Stop-and-frisk searches are widespread and repeatedly upheld by the courts even when merely based on such a loose standard as a police officer's "judgment and experience." Pretext-stops allow police to stop and look over cars based on the pretext of a traffic-code infringement, even when they openly admit the traffic violation is a pretext. As Georgetown University law professor David Cole points out, because virtually everyone violates a traffic violation, police can use these stops to search whomever they want. These searches are often combined with aggressive requests to search the driver's car. The courts have even held that the use of drug-sniffing dogs around cars or luggage doesn't even count as a search.

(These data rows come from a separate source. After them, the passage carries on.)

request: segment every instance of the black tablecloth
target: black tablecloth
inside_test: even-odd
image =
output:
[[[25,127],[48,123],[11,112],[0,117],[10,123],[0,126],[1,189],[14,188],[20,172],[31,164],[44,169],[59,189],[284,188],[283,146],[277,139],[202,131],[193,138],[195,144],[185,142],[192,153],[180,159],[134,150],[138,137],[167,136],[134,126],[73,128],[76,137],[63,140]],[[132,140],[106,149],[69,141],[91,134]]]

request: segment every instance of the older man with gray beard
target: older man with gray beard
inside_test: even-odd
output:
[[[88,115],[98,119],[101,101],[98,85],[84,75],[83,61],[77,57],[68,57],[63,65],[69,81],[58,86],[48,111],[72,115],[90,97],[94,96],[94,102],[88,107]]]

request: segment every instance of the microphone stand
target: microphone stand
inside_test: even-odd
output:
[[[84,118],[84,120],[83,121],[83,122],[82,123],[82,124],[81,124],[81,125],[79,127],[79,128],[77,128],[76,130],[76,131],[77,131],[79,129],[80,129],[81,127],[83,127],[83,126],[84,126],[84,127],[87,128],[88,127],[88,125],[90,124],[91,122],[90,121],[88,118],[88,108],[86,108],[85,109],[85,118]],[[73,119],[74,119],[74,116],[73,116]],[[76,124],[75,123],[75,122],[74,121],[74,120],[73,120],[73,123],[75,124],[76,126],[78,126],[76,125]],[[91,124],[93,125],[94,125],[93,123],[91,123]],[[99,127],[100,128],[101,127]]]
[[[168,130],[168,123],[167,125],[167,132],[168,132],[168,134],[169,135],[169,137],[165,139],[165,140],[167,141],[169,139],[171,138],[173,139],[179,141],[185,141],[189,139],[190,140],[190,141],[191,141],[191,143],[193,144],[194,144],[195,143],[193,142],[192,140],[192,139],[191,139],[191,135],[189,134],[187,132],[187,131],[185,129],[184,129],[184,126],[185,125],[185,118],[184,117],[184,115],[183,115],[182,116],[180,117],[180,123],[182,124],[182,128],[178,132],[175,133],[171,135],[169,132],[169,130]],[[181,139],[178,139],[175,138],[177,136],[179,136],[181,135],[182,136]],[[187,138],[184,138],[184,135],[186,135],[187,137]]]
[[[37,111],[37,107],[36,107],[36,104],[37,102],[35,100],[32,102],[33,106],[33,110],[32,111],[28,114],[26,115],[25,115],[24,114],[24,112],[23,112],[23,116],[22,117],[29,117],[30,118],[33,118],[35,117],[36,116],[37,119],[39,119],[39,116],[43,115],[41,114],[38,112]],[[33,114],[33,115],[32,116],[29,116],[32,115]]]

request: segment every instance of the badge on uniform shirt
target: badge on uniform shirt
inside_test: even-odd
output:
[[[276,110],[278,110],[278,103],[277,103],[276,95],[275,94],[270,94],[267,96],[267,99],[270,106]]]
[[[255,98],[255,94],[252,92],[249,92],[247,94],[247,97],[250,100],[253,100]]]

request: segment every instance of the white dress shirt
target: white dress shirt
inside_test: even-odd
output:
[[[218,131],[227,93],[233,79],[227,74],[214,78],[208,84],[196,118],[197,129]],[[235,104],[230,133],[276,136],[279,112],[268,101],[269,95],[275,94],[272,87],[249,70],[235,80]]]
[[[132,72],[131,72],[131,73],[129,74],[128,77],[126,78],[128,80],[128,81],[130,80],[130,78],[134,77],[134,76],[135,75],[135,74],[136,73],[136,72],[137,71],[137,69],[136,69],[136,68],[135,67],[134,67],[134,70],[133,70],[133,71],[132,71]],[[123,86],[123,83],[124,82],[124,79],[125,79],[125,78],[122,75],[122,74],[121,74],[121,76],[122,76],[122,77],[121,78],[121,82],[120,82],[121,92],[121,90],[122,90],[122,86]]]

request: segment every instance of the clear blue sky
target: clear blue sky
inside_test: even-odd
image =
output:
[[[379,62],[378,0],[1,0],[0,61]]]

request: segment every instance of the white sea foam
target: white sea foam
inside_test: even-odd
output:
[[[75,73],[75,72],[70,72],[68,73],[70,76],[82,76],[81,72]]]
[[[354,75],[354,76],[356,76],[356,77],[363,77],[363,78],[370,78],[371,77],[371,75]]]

One objection to my argument is that people can remain free if they merely avoid activities that society's schoolmarms have prohibited (drugs, prostitution, gambling, open containers, and so on). Alexander cites one government study that found that 2-5 percent of prisoners are innocent, so the objection is problematic. Even if this were not the case, criminalizing the lives of millions of people when we know they will engage in recreational activities that victimize no one is hardly the mark of a free society.
A second objection is that the U.S. has other benefits that make up for its outrageous criminal-justice system. This is doubtful. The fact that government at all levels takes more than one out of every three dollars earned suggests that the government doesn't respect economic liberty. Free countries simply don't take away a third of what you make.
A third objection is that the U.S. is still better than other countries. This sort of argument is the last refuge of a scoundrel. Consider this analogy. A weakling prisoner lives on C-Block and is occasionally victimized by prison rapists. When he reports what's going on to the warden, the warden tells him that he should love C-Block given the far worse treatment that weaklings get in the A- and B-Blocks. Even if other countries treat you worse, that is no reason to love your abusive country.
A fourth objection is that patriotism is aimed at the U.S. as a country and not its government. The problem is that it is unclear what is left when you subtract the government from the country. Perhaps what is left is love for the people who do not work for the government. It is unclear why our love should be directed at them rather than focused on a smaller group, such as one's family, neighborhood, or town. In any case, it's likely impossible to love hundreds of millions of people whom one does not know.
Patriotism toward an abusive country makes no sense. Despite the flag-waving, speeches, and salutes, the U.S. criminalizes oceans of people and is unworthy of such an outpouring of emotion.